Bad Blood’ Author John Carreyrou Sues Google, OpenAI and Other AI Firms Over Use of Books in Chatbot Training

John Carreyrou, the New York Times investigative reporter best known for exposing fraud at blood-testing startup Theranos, has filed a lawsuit against several leading artificial intelligence companies, accusing them of using copyrighted books without permission to train their chatbots.

Carreyrou and five other writers sued Elon Musk’s xAI, Anthropic, Google, OpenAI, Meta Platforms and Perplexity on Monday in California federal court. The plaintiffs allege the companies pirated their books and fed them into large language models that power AI chatbots.

The case is part of a growing wave of copyright lawsuits brought by authors and other rights holders against technology companies over the data used to train AI systems. It is the first such suit to name xAI as a defendant.

Spokespeople for the companies did not immediately respond to requests for comment.

Unlike some other cases, the plaintiffs are not seeking class-action status. They argue that class actions tend to favour defendants by allowing them to resolve thousands of claims through a single settlement.

“LLM companies should not be able to so easily extinguish thousands upon thousands of high-value claims at bargain-basement rates,” the complaint said.

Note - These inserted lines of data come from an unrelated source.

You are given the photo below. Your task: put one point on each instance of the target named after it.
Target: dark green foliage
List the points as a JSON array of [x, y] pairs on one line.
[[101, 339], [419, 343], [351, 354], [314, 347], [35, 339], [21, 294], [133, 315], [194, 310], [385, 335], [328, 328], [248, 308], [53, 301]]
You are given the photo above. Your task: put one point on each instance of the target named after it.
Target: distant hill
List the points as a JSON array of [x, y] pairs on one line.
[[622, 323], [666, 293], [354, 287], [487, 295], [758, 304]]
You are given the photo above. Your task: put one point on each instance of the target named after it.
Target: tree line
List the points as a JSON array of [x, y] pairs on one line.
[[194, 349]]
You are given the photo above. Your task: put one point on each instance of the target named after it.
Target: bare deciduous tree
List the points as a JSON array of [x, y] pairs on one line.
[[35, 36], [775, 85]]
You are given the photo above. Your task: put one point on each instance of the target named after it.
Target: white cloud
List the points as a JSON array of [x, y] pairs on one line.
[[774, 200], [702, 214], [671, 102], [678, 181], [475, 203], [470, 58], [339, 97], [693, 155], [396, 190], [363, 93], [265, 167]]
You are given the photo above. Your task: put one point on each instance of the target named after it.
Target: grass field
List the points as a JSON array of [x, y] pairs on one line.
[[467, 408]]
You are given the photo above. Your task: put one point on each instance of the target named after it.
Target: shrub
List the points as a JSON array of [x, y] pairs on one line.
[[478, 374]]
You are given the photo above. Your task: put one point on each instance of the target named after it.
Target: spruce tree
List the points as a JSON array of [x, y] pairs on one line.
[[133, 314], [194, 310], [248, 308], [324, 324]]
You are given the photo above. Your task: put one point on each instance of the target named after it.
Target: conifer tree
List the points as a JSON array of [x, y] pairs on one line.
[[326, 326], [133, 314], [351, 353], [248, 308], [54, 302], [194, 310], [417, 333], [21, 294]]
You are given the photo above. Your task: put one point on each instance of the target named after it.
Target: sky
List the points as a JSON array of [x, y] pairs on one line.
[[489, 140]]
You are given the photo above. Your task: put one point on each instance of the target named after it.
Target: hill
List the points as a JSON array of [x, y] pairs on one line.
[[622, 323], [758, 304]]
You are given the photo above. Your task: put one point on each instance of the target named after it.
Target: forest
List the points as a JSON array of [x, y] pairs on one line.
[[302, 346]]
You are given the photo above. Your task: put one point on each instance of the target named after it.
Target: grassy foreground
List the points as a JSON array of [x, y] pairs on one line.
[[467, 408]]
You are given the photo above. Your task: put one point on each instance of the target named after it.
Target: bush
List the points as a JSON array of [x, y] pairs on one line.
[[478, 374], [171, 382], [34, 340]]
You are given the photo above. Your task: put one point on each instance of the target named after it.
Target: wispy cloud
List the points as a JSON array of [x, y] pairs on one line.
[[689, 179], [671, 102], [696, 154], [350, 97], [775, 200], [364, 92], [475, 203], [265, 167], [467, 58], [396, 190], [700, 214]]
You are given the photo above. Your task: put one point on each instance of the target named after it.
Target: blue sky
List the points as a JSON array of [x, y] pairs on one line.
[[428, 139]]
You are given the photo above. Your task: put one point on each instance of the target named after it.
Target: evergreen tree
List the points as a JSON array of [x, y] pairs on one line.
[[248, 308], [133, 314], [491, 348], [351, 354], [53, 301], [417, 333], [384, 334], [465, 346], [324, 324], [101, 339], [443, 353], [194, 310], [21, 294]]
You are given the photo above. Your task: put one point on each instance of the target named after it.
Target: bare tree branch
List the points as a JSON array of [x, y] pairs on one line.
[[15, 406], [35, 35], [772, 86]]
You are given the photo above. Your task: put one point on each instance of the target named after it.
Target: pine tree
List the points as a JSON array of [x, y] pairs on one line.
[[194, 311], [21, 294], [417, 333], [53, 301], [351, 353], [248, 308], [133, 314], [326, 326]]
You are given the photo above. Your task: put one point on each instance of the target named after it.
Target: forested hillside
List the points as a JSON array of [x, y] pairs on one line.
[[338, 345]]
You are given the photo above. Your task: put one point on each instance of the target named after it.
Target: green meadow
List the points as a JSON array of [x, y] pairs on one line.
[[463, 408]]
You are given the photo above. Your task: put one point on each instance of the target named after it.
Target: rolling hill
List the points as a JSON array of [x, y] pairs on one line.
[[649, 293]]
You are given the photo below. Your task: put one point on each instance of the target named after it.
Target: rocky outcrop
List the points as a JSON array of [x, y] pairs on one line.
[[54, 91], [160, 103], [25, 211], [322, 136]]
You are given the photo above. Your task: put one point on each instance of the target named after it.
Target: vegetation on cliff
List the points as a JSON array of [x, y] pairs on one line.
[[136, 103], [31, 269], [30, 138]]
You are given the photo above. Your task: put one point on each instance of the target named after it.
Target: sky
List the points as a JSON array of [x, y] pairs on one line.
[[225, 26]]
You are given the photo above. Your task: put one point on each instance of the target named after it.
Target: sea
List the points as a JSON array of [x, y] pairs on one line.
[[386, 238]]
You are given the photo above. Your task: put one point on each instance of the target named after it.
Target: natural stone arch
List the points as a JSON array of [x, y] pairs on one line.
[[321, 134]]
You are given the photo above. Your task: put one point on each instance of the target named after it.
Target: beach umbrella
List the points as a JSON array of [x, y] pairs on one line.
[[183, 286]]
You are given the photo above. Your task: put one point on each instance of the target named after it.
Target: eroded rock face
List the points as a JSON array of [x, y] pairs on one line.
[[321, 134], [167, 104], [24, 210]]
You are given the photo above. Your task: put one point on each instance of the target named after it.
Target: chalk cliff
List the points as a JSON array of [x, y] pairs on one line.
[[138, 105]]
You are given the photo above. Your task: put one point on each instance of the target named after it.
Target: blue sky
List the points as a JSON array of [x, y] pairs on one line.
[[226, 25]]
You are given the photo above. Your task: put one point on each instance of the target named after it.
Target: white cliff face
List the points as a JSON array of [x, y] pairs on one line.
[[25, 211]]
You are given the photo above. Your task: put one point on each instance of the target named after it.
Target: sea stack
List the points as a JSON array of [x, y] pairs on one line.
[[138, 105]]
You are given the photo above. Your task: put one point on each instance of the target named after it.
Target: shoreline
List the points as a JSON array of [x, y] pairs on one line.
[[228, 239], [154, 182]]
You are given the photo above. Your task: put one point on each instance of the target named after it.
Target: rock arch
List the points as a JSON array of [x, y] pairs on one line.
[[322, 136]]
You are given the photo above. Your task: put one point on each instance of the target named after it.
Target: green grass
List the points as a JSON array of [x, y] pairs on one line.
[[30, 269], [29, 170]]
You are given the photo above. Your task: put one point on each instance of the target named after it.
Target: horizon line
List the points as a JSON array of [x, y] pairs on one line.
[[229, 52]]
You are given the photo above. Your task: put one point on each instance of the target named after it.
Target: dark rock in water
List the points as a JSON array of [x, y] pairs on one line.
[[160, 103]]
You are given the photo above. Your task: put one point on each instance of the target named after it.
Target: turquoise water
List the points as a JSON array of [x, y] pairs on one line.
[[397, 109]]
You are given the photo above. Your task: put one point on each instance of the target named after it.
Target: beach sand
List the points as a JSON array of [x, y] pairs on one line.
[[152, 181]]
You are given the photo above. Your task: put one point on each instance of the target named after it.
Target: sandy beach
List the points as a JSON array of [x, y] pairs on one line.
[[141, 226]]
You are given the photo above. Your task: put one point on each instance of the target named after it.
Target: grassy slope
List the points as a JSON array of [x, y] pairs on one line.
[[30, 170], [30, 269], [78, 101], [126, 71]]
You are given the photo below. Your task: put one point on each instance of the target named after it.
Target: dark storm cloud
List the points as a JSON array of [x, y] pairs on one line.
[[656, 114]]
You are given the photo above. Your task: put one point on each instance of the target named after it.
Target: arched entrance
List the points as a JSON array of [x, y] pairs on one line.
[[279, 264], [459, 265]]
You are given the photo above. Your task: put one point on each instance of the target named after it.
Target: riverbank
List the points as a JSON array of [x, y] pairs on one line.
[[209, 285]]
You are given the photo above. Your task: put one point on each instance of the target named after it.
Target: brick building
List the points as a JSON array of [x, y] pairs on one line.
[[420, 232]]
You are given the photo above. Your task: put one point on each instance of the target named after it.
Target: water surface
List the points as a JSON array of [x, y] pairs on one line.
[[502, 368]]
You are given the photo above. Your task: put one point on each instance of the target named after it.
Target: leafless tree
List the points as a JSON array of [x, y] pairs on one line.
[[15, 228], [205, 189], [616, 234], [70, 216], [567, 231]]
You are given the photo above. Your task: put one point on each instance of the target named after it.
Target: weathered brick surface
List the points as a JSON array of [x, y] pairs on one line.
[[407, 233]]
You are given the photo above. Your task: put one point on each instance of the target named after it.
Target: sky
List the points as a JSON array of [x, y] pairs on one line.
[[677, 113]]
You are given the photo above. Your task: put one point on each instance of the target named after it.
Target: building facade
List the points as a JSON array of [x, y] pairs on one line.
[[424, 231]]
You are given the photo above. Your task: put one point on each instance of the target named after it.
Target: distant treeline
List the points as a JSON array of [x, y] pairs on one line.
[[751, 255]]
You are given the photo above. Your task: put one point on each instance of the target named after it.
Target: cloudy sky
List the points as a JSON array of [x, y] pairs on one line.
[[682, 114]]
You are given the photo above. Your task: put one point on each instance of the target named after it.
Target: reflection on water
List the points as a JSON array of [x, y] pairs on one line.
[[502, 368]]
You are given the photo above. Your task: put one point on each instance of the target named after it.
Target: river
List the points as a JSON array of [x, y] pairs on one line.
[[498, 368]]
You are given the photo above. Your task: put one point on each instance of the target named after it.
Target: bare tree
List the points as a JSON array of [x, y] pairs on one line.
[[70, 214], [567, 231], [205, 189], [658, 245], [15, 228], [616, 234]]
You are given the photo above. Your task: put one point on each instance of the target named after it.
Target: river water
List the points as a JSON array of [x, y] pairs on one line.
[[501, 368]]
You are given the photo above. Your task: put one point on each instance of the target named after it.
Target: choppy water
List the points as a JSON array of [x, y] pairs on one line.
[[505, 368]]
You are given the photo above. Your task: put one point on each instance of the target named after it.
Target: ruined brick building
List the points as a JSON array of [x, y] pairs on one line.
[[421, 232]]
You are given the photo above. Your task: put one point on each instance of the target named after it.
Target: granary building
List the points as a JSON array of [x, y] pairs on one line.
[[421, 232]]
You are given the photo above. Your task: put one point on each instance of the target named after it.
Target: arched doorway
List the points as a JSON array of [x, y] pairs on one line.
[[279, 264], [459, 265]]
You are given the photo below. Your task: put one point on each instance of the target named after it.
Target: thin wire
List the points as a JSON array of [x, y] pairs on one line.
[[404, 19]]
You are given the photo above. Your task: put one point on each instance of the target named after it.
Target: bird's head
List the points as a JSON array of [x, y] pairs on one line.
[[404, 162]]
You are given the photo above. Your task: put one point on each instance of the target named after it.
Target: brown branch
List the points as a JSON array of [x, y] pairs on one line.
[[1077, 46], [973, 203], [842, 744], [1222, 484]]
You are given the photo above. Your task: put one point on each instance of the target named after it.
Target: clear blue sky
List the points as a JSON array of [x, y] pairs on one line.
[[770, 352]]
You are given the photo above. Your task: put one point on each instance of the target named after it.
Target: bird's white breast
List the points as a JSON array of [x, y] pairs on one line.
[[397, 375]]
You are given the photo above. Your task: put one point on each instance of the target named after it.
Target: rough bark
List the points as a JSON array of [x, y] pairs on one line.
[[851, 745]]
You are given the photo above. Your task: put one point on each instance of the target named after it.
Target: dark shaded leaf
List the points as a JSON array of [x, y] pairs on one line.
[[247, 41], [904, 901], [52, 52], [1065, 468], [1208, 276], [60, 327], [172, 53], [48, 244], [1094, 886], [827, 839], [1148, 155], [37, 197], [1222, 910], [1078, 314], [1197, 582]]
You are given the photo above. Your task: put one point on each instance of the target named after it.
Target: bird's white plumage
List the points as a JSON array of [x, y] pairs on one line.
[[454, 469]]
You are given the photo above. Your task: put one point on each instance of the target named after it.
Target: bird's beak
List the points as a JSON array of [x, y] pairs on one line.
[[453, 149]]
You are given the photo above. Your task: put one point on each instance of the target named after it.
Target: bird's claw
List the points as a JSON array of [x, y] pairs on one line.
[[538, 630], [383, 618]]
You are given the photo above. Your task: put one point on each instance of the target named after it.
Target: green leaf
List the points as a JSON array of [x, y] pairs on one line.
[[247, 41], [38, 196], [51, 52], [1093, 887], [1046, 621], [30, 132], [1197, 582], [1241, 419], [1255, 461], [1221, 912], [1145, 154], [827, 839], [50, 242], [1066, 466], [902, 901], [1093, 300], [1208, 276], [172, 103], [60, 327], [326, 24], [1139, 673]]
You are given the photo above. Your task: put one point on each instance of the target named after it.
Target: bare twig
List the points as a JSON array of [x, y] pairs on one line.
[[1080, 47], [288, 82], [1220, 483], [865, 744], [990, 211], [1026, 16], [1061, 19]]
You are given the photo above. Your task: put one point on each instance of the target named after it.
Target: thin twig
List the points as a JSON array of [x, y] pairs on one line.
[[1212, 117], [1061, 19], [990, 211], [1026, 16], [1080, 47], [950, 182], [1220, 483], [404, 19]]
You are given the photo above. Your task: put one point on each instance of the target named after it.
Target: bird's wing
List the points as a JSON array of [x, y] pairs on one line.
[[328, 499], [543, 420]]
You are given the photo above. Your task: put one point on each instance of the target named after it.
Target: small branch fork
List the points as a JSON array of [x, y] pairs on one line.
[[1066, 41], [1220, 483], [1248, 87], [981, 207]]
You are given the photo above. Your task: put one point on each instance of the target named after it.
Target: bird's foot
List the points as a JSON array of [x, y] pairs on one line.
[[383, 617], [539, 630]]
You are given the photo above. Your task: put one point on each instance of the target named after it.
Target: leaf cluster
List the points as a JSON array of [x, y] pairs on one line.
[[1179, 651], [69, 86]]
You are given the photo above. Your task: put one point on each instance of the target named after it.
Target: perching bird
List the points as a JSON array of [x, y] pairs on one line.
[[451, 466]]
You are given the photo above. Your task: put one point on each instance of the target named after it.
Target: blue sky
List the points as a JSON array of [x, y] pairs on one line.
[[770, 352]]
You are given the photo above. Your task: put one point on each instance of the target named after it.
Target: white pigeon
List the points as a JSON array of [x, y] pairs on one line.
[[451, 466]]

The lawsuit follows a major settlement reached in August, when Anthropic agreed to pay $1.5 billion to resolve claims from a class of authors who said the company had pirated millions of books for AI training. The new complaint argues that authors in that settlement will receive “a tiny fraction (just 2%)” of the Copyright Act’s statutory maximum of $150,000 per infringed work.

Carreyrou’s case was filed by attorneys at Freedman Normand Friedland, including Kyle Roche — a lawyer whom Carreyrou himself profiled in a 2023 New York Times article.

At a November hearing in the Anthropic class action, U.S. District Judge William Alsup criticized a separate firm co-founded by Roche for encouraging authors to opt out of the settlement in pursuit of “a sweeter deal.” Roche declined to comment Monday.

Carreyrou later told the court that using stolen books to build AI systems was Anthropic’s “original sin” and said the settlement did not go far enough to address the alleged wrongdoing.